Intel® Fortran Compiler
Build applications that can scale for the future with optimized code designed for Intel® Xeon® and compatible processors.

OpenMP problem with local variables

jirina
New Contributor I
3,883 Views
I have a code which looks like this (simplified):
[cpp]              write(*,'(2(a,f8.2))') ' Min = ', Tmin, ' Max = ', Tmax

*dec$ if defined (_OPENMP_)
*$omp parallel if ( enableOpenMP .AND. omp_bc ) num_threads ( threads ) default ( shared )
*$omp&  firstprivate ( ..., Tmin, Tmax, ... )

*$omp do schedule(dynamic,3)
*dec$ end if
            do ij = 1,(i2-i1+1)*(j2-j1+1)
            
!                write(*,'(2(a,f8.2))') ' Min = ', Tmin, ' Max = ', Tmax

                 call apply_BC ( ..., Tmin, Tmax, ... )[/cpp]

Tmin and Tmax (both real*8) contain nonzero values before the parallel region is entered. If the commented line inside the parallel region is uncommented, Tmin and Tmax are the same as before the parallel region. However, letting the line commented out and calling the write command from the subroutine apply_BC causes that both Tmin and Tmax are suddenly 0 (generally a different value). When the program comes to the first line of my example code again, Tmin and Tmax are correct.

So, it seems entering the parallel region is causing some problems. It might be a bug in my code (quite big - 2300 lines), but I have no idea what I should focus on when trying to find the cause of the problem.

Parallel debug version and a version with enableOpenMP = .false. (no parallelization) work correctly.
0 Kudos
1 Solution
jimdempseyatthecove
Honored Contributor III
3,883 Views

Here is a potential work around

Save the FIRTSTPRIVATE clauses as comments in the program. Place above the !$OMP PARALLEL...
Add LOGICAL :: InitOnce as subroutine local variable

In front of !$OMP PARALLEL...

Add InitOnce = .true.

Replace what used to have been the FIRSTPRIVATE clause with

FIRTSTPRIVATE(InitOnce)

Inside the body of the loop, at top of loop,add

if(InitOnce) then
InitOnce = .false.
localTmin = Tmin
localTmax = Tmax
...
endif
call foo(..., localTmin, localTmax, ...)

You can conditionalize this code if you wish.
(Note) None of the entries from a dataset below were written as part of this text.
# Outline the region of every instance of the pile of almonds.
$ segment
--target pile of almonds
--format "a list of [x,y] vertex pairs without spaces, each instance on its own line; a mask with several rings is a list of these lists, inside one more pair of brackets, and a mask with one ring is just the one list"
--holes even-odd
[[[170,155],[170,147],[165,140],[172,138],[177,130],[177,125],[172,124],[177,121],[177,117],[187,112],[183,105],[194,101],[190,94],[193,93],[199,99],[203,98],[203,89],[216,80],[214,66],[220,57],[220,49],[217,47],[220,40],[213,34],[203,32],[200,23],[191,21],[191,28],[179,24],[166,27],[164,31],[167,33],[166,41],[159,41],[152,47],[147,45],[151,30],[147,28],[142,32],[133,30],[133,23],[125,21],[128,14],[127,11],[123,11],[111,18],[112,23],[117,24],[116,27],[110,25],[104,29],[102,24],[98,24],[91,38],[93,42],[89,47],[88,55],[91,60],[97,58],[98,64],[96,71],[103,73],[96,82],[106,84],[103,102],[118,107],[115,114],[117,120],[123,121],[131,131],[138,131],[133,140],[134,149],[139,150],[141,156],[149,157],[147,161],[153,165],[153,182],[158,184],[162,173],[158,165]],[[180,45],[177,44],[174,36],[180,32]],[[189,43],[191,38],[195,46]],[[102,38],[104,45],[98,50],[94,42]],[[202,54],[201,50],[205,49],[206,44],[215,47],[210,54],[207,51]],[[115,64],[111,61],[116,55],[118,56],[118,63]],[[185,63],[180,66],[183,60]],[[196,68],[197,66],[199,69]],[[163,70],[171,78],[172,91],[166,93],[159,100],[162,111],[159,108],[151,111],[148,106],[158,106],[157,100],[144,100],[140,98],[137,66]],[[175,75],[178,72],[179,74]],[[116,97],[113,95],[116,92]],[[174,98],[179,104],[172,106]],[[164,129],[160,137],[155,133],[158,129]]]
Not clean but it should work

Jim Dempsey

View solution in original post

0 Kudos
33 Replies
jimdempseyatthecove
Honored Contributor III
2,516 Views

From the looks of it you found an optimization problem. Can you ascertain what is going on from the dissassembly code?
0 Kudos
TimP
Honored Contributor III
2,516 Views
The source code is confusing enough. You make us wonder if you mis-spelled _OPENMP or intentionally defined 2 macros both of which might have somewhat similar function to the standard one, and why use the dec$ form of conditional compilation in an apparently similar sense to the cpp style which is required to be available for OpenMP.
0 Kudos
jirina
New Contributor I
2,516 Views
I am not able to work with disassembly code, but I will try to ask my colleagues to help me with it. I tried to disable optimizations for the file containing the above mentioned source code, but it did not help.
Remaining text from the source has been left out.